Some enterprises are absolutely ready for the cloud, some have tried it and
been disappointed, and others are merely looking at it as a long-term
applications delivery model that they’ll eventually want to use.

“We’re
seeing all sorts of customers along the path,” said Joe Crawford, the cloud
infrastructure group lead at Verizon.

In
some cases, customers are already seeing beyond the cloud hype and tailoring
their computing not towards the cloud model but towards an applications
delivery model. It’s a minor – but important – difference. He noted that he has
one customer that doesn’t have a cloud strategy; instead, the customer has an
applications strategy and has chosen to use cloud as its tool to bring that
strategy to life.

One
of the most common perceptions about the cloud computing model is that it’ll
save businesses of all sizes bundles of money, but Lawrence McNutt, CTO and
owner of SOS (the lone systems integrator on the panel), shattered that myth
when he said it can actually be more costly to businesses if they’re not
careful.

As
a systems integrator that provides SaaS offerings to its customers, SOS (http://www.team-sos.com/)
is a Loomis, Calif.-based Cisco channel partner. McNutt said that the SaaS
delivery model makes financial sense for some businesses and not for others. In
fact, McNutt said he fields questions from clients about the cost-effectiveness
of cloud all the time, and he can’t provide an affirmative answer in a lot of
cases.

“When
it boils right down to dollars and cents, it’s not consistently more
cost-effective,” McNutt said.

A
key problem is that many businesses thinking moving to the cloud is as easy as
flipping a switch. Voila! Instant cost savings. It’s never that simple, but
vendors and partners constantly have to combat that perception.

“Often
we hear that people want to move to the cloud because it’s more cost-effective.
That’s their primary driver,” said Wyatt Starnes, CTO and vice president for
advanced technologies at Harris Corp.
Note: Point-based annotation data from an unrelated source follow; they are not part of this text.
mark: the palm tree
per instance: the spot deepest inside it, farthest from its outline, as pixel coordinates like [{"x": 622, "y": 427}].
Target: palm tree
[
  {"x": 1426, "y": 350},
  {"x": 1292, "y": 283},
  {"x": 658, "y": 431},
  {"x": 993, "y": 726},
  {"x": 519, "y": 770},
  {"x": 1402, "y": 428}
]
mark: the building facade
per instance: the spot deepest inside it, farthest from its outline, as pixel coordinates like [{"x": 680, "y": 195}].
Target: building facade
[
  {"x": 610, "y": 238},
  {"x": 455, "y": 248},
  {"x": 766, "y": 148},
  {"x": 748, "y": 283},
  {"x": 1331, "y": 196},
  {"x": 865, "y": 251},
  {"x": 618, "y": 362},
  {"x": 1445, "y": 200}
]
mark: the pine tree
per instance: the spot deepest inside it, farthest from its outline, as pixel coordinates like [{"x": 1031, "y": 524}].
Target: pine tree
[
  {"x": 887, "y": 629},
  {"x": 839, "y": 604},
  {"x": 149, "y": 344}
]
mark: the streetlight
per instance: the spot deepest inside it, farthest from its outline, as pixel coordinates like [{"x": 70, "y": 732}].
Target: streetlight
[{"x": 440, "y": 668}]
However, if a business hasn’t made the
necessary transitions with its people and processes within its corporate
environment first, then it’s probably not going to be more cost-effective to
use the cloud. It’s more effective once the people and processes have been
prepared for the shift in the applications delivery model. That doesn’t happen
overnight, Starnes said.

Businesses
also have to have taken the first couple of steps towards virtualization for it
to work, Tucker added.

Security
is frequently cited as another hurdle, but vendor executives have often
commented that because of where and how the data is being stored, the cloud is
actually more secure than on-premise means. That hasn’t changed the perception
of the public cloud, of course, especially considering the number of
high-profile online data breaches that have hit the headlines.

Businesses
are looking for three key things when it comes to the delivery of the
applications that run their business – performance, availability and security.
Many potential customers are not yet satisfied they have the answers they’re
looking for when it comes to any of those three, but security is still a top concern
because of the costly nature (in dollars from existing customers and in
potential loss of future customers).

Similar
to the dot-com boom, new businesses that want to cash in on the cloud computing
trend are popping up every day, but McNutt said that doesn’t mean they’re doing
their due diligence when it comes to secure, reliability, performance or
availability. In many cases, actually, the opposite is true. Businesses trust
their data to cloud providers of all types, but it can be disastrous

“I’ve
seen a lot of catastrophic deployments where they just didn’t have the
infrastructure to justify that trust,” McNutt said.

According
to McNutt, the vast majority of companies that have opened their doors as cloud
providers don’t have the rigorous infrastructure and support structure in place
to have earned the trust their customers are giving them.

“The
vast majority of my cloud clients came from another provider,” McNutt said.

Many
cloud service providers are also stuck in their ways with the way they think about
their software licensing models. This is a serious problem because old
licensing models don’t fit well with the cloud. As they transition to newer
billing models, there is a great amount of confusion because there are so many
different models.

“I
think there’s a lot of licensing issues that still remain,” Starnes said.

Legacy
software companies are slow in determining their cloud pricing or they’re
stalling so they can get their own cloud services in place, Starnes said.

There
are clearly several challenges to overcome in the growing cloud computing
market, but if historical IT trends are any indication, eventually these
challenges will be overcome and standards will fall into place.